I have a code that displays pagination on the page:

enter image description here

This displays all the elements as is - from the first to the MaxPage:

@if (Model.IsFirst()) { <li class="page-item disabled"><a class="page-link" href="@Model.GetUrl(1)"><<</a></li> <li class="page-item disabled"><a class="page-link" href="@Model.GetUrl(Model.PageNumber - 1)"><</a></li> } else { <li class="page-item"><a class="page-link" href="@Model.GetUrl(1)"><<</a></li> <li class="page-item"><a class="page-link" href="@Model.GetUrl(Model.PageNumber - 1)"><</a></li> } @for (var i = 1; i <= Model.MaxPageCount; i++) { if (Model.IsCurrent(i)) { <li class="page-item active"> <a class="page-link disabled" href="@Model.GetUrl(i)">@i</a> </li> } else { <li class="page-item"> <a class="page-link" href="@Model.GetUrl(i)">@i</a> </li> } }

Problems begin when the number of pages becomes more than 10 (and quite often in pagination and on three hundred pages happens) - they fly away for the right border of the screen.

I sit think what condition you need to take to pagination was shown beautifully.

Let's try to formalize the condition.
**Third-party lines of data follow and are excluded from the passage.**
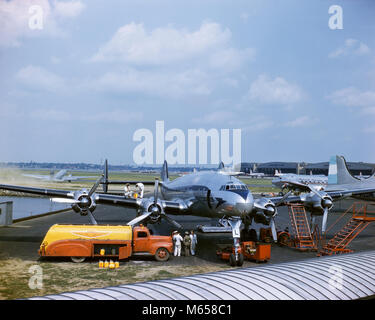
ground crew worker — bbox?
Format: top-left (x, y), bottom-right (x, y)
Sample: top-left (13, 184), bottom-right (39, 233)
top-left (135, 182), bottom-right (145, 199)
top-left (172, 231), bottom-right (183, 257)
top-left (190, 230), bottom-right (198, 256)
top-left (184, 231), bottom-right (191, 257)
top-left (124, 183), bottom-right (132, 198)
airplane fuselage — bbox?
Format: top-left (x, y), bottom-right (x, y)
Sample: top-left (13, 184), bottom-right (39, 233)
top-left (161, 171), bottom-right (254, 218)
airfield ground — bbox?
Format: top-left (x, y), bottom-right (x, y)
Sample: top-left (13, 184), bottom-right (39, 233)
top-left (0, 172), bottom-right (375, 299)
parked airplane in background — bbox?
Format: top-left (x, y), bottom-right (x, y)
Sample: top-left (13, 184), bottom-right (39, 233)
top-left (0, 156), bottom-right (375, 265)
top-left (272, 170), bottom-right (328, 191)
top-left (325, 156), bottom-right (375, 201)
top-left (22, 169), bottom-right (97, 182)
top-left (245, 170), bottom-right (264, 178)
There is some IEnumerable<int> from 1 to Model.MaxPageCount and there is some number PageNumber (current page number) that belongs to this sequence.

Not sure exactly, but let's say I need to get no more than five elements BEFORE the current page and no more than five elements AFTER the current page.

At the same time, I don’t know how to handle the situation nicely, that if there are not enough pages (for example, we are looking at page 3, then there will be pages 1 and 2), then afterwards you probably should take a little more - not five, but three more. But also not the fact that AFTER the necessary number of pages suffices.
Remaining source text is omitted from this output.